Every LLM-generated draft in marketing-pipeline runs through pipeline/antislop.py before it can be published. The gate hard-rejects specific strings — excited, game-changer, unlock, empower, AI-powered — plus structural patterns: emoji, hashtags, exclamation points, rhetorical questions. If the draft contains any of them, it fails and gets rewritten. Claude never sees an instruction to 'write naturally' or 'avoid marketing language'; the constraint is enforced downstream in code.

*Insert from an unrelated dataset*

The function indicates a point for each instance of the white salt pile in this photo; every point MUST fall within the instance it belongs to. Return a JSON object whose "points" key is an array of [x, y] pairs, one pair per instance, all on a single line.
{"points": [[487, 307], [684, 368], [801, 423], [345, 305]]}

The reason for doing it this way: prompt instructions for tone are soft. You can tell a model to avoid hype, and it will avoid the exact words you named while finding synonyms that carry the same weight. A regex blacklist doesn't negotiate. If the token is in the string, the post doesn't ship.

Per-channel character limits work the same way — Bluesky at 300 chars, X at 280, Dev.to and Hashnode at 150–400 words — all checked in code after generation, not enforced by asking Claude to count.

The rest of the pipeline handles the distribution work most OSS projects skip: onboarding a project takes one command that fetches the README and extracts problem framing and post angles into projects.yml. A daily cron at 14:00 UTC rotates through projects × angles × channels, picking the least-recently-used angle per project. Automated posting covers Bluesky, Dev.to, Hashnode, and Mastodon; directory submissions go to MCP Registry, Smithery, GitHub Topics, and others depending on the kind field.

The pipeline won't write your code. It will keep showing up for it after you've moved on to the next thing.